Making the switch to Visual Studio Code

I’ve been using Sublime Text for web development since I left university, and I’m the only person I know who still does. I’ve gotten very comfortable with it, and the performance is excellent. Everything happens instantly, and it feels like there is absolutely no friction between me and the code - which is really what you want from a code editor.

However, as my main language is TypeScript, it’s getting harder to keep Sublime Text going. Support from Microsoft has all but officially been dropped as of writing. My peers at work all use VS Code, and at times it has been annoying having some workflow differences. I’m also using Sublime Text 3, not 4, which doesn’t have an Apple Silicon build.
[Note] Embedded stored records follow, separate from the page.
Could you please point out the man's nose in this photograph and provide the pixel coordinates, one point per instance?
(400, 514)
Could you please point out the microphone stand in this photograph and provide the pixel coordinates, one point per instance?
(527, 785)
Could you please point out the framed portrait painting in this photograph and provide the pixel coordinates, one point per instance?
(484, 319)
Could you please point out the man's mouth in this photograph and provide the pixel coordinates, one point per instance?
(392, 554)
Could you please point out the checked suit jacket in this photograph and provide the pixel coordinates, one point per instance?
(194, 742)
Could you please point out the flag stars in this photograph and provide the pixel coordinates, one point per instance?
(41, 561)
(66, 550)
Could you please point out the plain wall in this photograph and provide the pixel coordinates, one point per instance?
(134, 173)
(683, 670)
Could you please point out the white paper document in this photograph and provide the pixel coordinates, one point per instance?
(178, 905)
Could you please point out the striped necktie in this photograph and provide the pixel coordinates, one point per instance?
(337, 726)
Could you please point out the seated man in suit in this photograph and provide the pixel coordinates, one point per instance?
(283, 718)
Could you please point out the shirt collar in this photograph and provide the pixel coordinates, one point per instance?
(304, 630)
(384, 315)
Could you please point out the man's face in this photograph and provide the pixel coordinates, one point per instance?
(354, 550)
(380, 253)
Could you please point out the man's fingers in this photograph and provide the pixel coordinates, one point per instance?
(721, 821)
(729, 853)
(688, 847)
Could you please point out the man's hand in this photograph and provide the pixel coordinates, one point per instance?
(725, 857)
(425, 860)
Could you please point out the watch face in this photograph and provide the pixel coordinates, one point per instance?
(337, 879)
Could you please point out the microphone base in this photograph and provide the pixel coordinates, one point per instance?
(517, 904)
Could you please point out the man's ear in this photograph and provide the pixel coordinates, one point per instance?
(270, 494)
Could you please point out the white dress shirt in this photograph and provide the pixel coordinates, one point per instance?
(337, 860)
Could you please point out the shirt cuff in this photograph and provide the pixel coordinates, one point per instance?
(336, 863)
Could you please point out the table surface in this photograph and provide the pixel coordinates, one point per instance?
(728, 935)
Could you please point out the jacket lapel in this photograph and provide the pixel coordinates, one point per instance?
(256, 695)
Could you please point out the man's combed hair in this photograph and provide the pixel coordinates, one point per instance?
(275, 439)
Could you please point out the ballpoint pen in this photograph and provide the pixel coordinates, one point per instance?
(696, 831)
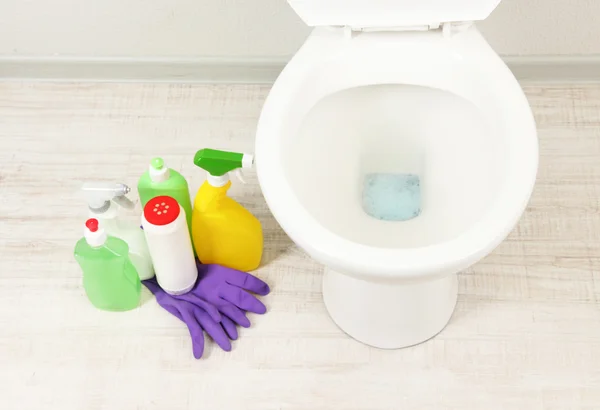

I gave VS Code a try in the past, and really hated the sluggishness in comparison to Sublime. Sometimes the scrolling will be choppy, and there’s that little pop-in of syntax highlighting for every new file (can’t they just hide the contents until the highlights load in?) Anyway, I thought now was as good a time as any to give VS Code another go.

The first thing to do was port my theme over. I’ve been using an older, modified version of the Material theme for Sublime. The equivalent theme for VS Code is similar, but not to my taste. I used some tools to help build a new theme from scratch using the colours of my Sublime theme, and I think it’s turned out well.

Sublime Text 3 Sublime Text 3

Visual Studio Code Visual Studio Code

In Sublime, negative space is used to comfortably separate sections of the UI. The tabs, the status bar etc. But in VS Code, everything is much more compressed, so I had to use borders to separate areas for the same effect.

I wish the UI of VS Code was more customisable. Padding, and borders, and being able to hide features. There are buttons everywhere in the default setup. Hopefully something that will gradually happen through app updates. Really though, VS Code is a website Electron app. It’s HTML+CSS, and its users are developers, so you should be able to customise it however you want. (Shout out to this extension at least!)

I spent a decent amount of time tweaking settings and keybindings too. My settings file ended up being twice as long as my Sublime one. I was constantly surprised when I couldn’t find some basic features built-in, like selected line count, spell check, or line sorting.

Overall I think it’s definitely more usable than when I tried it a few years ago, especially with my familiar theme. It feels to me like the team is more interested in new features than polishing existing ones. There are a bunch of GitHub Issues, some more than three years old, that really pain me.

It definitely feels like a Microsoft product, with all its marketable extras and some styles brought over from full-fat Visual Studio. But I’m reasonably happy with my new setup and will continue using it for the foreseeable future.